Además de ser apuesto, tiene buen humor y un corazón lleno de bondad. También es inteligente, creativo, audaz, caballeroso y encantador.

Pero un hijo es más que un príncipe azul. Un hijo es el reflejo de lo mejor de nosotros mismos.

Él es el fruto de nuestro mejor y mayor esfuerzo en la vida. De esas ganas de superarnos a nosotros mismos y, también, esas ganas de redescubrir el mundo. O mejor dicho, de recuperar nuestra capacidad de asombrarnos y maravillarnos.

Cuando tenemos a un hijo en brazos lo primero que pensamos es en la vida que tienen por delante y lo mucho que deseamos estar allí para ayudarles. Queremos ser partícipes de sus logros, apoyarlos en las caídas y crecer junto a ellos.

En este sentido es cuando podemos darnos cuenta de que un hijo no es una única imagen sino todo un camino lleno de posibilidades.

Cómo acertar con un hijo
A pesar de que no existen fórmulas mágicas sí existe algo de gran utilidad: el sentido común. Esta es la capacidad de discernir los elementos que componen la realidad y actuar razonablemente. También se le conoce como sensatez.

No tenemos por qué ser madres perfectas sino seres humanos perfectibles. Y en lo que respecta a nuestros hijos, tenemos que entender que ellos tampoco tienen por que ser perfectos, mucho menos a la primera.
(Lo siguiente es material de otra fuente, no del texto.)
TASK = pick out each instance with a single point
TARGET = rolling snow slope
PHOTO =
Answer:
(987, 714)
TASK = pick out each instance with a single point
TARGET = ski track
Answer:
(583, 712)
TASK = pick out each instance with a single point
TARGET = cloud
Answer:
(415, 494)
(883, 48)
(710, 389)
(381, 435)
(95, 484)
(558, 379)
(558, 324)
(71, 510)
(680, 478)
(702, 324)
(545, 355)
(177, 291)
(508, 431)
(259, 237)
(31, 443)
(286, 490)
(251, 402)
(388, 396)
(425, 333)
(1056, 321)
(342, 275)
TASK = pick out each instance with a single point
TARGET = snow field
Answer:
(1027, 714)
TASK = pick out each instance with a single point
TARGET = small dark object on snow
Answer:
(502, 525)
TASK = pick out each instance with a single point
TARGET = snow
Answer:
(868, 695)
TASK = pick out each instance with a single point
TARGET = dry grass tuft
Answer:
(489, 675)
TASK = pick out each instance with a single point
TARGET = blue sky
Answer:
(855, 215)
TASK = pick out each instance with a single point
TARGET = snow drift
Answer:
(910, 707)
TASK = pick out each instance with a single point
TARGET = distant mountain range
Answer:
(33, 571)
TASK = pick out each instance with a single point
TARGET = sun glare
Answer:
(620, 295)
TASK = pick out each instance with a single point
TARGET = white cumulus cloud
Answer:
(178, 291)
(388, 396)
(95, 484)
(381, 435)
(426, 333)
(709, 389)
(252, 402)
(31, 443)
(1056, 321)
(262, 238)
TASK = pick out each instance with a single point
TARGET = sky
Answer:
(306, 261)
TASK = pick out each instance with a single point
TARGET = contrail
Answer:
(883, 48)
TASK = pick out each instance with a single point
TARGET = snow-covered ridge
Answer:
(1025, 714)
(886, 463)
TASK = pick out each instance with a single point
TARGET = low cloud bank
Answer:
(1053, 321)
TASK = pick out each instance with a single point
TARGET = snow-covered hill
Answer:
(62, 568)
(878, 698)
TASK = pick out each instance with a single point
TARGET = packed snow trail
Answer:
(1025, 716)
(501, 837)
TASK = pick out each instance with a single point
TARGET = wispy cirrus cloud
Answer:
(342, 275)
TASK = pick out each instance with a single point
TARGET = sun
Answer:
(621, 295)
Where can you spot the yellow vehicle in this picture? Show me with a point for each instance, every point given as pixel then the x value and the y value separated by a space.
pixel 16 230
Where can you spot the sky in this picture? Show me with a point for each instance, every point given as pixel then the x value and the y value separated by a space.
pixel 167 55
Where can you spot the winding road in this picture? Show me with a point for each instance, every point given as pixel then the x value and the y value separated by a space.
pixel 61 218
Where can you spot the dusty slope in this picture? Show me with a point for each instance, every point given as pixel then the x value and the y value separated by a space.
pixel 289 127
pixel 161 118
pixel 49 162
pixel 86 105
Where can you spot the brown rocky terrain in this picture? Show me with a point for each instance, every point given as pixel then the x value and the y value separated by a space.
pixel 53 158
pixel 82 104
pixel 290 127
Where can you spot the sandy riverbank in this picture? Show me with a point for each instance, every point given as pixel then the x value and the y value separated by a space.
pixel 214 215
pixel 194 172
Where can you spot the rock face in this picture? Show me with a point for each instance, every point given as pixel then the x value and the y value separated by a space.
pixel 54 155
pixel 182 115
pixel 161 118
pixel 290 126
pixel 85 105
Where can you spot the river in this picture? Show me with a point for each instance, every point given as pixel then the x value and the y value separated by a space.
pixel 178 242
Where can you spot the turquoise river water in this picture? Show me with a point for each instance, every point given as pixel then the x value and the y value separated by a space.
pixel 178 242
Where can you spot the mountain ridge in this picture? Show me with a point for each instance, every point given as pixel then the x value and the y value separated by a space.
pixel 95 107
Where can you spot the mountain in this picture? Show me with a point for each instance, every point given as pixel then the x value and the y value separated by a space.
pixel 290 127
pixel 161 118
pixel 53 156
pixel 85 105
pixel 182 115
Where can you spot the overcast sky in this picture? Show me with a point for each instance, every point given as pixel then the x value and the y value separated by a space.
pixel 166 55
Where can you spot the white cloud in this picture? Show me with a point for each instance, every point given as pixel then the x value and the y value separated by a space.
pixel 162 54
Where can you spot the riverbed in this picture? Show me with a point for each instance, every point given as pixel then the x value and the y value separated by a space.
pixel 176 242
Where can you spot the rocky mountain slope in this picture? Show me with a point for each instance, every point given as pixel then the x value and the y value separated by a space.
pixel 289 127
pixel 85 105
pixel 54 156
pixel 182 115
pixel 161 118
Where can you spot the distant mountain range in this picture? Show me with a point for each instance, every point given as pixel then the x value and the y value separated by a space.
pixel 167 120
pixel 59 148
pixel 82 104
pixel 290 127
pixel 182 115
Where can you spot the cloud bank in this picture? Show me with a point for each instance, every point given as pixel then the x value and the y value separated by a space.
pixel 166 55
Hay que disfrutar del proceso de superación. Después de todo, la vida no es una meta, es un camino. Para poder recorrerlo y superar las dificultades con mayor facilidad es importante tener en cuenta ciertos aspectos. A continuación te nombramos algunos.

Algunos consejos básicos:
  • Educar en valores.
  • Procurar siempre un equilibrio.
  • Mantener una actitud proactiva.
  • Apostar por la crianza con apego.
  • Evitar dejarnos llevar por los estereotipos.
  • Soñar junto a nuestros hijos. No imponerles un sueño propio.
  • Revisarnos, cuestionarnos, aprender, reaprender, corregir y seguir adelante.
  • Ante la duda, lo mejor será buscar ayuda profesional. Esto no significa que haya problemas, sino que necesitamos nuevas herramientas o estrategias de aplicación.